The results of the new control variables show that the coefficient of the inflation rate is not significantly in the three groups, while the unemployment rate has a significant negative correlation with savings, only in Model 2A and 2B. The real interest rate and savings are significantly negatively correlated, only in Model 2A.

Model 3 in Table 2 shows the results of Equation 4. Model 3 adds the child dependency ratio.
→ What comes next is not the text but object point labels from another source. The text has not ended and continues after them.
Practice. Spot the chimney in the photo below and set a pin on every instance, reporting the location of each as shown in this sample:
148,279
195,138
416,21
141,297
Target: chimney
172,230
Combined with the F test again, the redundancy of the control variables added in Model 2 shows that the variables are not redundant at the 10% confidence level.

The coefficient of child dependency ratio is significantly negatively correlated, which meets hypothesis 2 in the three groups. Although the old-age dependency ratio is slightly lower and less negatively related to savings, it is always only significant in Model 3A and Model 3B, and not significant in Model 3C. It is worth noting that the coefficient of life expectancy is reduced in Model 3A and Model 3B. However, the life expectancy in Model 3C is significantly positively correlated with the savings rate, and it lags after joining the child dependency ratio.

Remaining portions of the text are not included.